The Year of the SPAC

Skadden, Arps, Slate, Meagher & Flom LLP

Transactions by special purpose acquisition companies, or SPACs, exploded in 2020, resulting in a 320% increase in the number of SPAC initial public offerings (IPOs) compared to 2019. SPACs have been around for 15 years and now are established as a legitimate alternative to a traditional merger or IPO. This is due in part to an evolution of the SPAC vehicle, which now offers enhanced investor protections and positions sophisticated managers as “sponsor teams” that guide the company through both the SPAC IPO and the de-SPAC process, as further described below. SPAC prevalence is set to continue through 2021, with a significant number of both SPAC and de-SPAC transactions already in the pipeline.

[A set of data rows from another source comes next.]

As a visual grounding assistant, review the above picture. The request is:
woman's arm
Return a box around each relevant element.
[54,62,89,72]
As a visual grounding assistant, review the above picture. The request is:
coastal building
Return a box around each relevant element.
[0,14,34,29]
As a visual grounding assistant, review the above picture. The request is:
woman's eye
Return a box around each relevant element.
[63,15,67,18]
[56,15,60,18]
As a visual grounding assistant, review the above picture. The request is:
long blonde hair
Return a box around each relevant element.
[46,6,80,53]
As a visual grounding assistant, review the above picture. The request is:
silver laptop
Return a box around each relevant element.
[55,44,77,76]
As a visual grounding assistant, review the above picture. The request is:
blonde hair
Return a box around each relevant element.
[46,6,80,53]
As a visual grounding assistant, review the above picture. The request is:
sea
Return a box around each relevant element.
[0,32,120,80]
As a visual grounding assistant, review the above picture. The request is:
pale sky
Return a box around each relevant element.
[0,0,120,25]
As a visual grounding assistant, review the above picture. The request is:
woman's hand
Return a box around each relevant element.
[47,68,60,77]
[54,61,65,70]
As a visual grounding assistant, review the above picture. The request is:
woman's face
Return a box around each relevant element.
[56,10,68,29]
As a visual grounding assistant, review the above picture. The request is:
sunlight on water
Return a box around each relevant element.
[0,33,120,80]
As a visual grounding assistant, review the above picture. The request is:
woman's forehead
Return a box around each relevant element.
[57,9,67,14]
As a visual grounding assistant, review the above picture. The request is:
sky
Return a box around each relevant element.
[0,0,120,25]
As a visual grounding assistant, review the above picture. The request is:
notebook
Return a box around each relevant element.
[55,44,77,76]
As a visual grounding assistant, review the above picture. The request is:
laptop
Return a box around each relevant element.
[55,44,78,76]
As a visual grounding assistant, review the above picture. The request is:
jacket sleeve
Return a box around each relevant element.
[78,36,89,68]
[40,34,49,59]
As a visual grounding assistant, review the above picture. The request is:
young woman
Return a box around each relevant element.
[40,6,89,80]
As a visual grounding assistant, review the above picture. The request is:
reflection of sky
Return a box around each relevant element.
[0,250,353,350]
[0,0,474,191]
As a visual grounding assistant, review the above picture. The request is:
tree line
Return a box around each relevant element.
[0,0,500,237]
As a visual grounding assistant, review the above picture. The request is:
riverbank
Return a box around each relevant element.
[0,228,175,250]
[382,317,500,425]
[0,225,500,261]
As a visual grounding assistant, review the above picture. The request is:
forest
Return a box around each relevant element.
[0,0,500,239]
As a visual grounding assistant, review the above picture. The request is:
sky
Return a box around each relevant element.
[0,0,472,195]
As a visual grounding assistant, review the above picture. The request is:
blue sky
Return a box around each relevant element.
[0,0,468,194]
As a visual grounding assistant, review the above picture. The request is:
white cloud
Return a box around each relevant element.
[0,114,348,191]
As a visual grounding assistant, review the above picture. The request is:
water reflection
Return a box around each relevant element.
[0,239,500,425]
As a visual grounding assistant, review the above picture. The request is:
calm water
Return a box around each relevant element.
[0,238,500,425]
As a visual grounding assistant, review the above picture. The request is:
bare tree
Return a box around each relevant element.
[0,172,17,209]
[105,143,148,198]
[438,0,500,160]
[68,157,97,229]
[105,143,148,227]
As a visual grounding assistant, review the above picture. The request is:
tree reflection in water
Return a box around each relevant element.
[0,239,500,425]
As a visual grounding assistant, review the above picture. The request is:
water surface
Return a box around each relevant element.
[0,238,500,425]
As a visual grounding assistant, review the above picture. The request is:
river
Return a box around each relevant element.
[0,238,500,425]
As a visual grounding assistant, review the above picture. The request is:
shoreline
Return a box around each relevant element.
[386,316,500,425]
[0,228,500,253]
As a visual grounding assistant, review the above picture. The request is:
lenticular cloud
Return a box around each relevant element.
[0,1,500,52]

A SPAC is a public, NYSE- or Nasdaq-listed acquisition vehicle through which a sponsor team raises a pool of cash in an IPO and places that cash in a trust, to be used solely to acquire an operating target company. The SPAC is required by its charter to complete that initial business combination — or “de-SPAC” transaction — typically within 24 months, or liquidate and return the gross proceeds raised in the IPO to the public shareholders.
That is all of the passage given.